"RESCUE ME" SINGER FONTELLA BASS DEAD AT 72 (1041 hits)
Fontella Bass, a gospel, blues and soul singer known to most of the music world as a one-hit wonder for "Rescue Me," died Wednesday of complications from an earlier heart attack. She was 72.
She had been in declining health in recent years, though she had continued to perform until a stroke in 2005. She had experienced a modest career revival with a 2001 PBS special on soul music.
Bass also spent much of her life trying to secure royalties for the 1965 million-seller "Rescue Me," on which her cowriting credit had been omitted.
She often said that battle had harmed her music career, giving her "a reputation as a troublemaker."
"Rescue Me" was a heavily gospel-influenced soul record, reflecting Bass's own upbringing. Her mother Martha was one of the original Clara Ward Singers, a famed gospel group, and she grew up singing gospel.
She was spotted in the early 1960s by Little Milton, a famous St. Louis blues singer, and joined his band for two years. She originally played keyboards, but when Milton was a no-show one night, she filled in on vocals.
She left his band after two years and began recording solo and in duets with Bobby McClure.
Their recording of "Don't Mess Up a Good Thing" was a top-five R&B hit before she recorded "Rescue Me."

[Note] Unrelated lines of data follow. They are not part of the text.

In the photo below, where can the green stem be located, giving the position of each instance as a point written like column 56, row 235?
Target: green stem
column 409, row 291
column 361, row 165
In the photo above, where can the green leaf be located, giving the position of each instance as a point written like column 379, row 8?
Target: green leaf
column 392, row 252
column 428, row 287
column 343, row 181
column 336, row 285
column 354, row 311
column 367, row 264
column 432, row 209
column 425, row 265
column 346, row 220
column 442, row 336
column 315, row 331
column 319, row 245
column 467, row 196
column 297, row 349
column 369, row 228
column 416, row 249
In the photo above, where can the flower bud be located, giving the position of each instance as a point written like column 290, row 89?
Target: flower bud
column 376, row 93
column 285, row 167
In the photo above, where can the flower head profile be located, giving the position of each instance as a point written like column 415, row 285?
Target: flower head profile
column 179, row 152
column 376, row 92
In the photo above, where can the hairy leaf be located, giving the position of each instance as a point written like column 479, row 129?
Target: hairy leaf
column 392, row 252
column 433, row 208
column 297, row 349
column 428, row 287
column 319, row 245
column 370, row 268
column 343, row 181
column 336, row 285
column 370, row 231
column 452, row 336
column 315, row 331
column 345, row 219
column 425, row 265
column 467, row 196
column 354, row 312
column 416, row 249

Her follow-ups to "Rescue Me" did not sell well, and she moved with her husband Lester and four children to France in 1969.
She went into semi-retirement in 1972, coming back occasionally for gigs like singing backup on her husband's 1981 "The Great Pretender" album.
She resumed her own career in the 1990s, winning respect for her early recordings. She also won some of her royalties and a lawsuit against American Express for using "Rescue Me" in a commercial without permission.
She is predeceased by her brother David Peaston, a gospel and R&B singer. She is survived by her four children. Her husband died in 1999.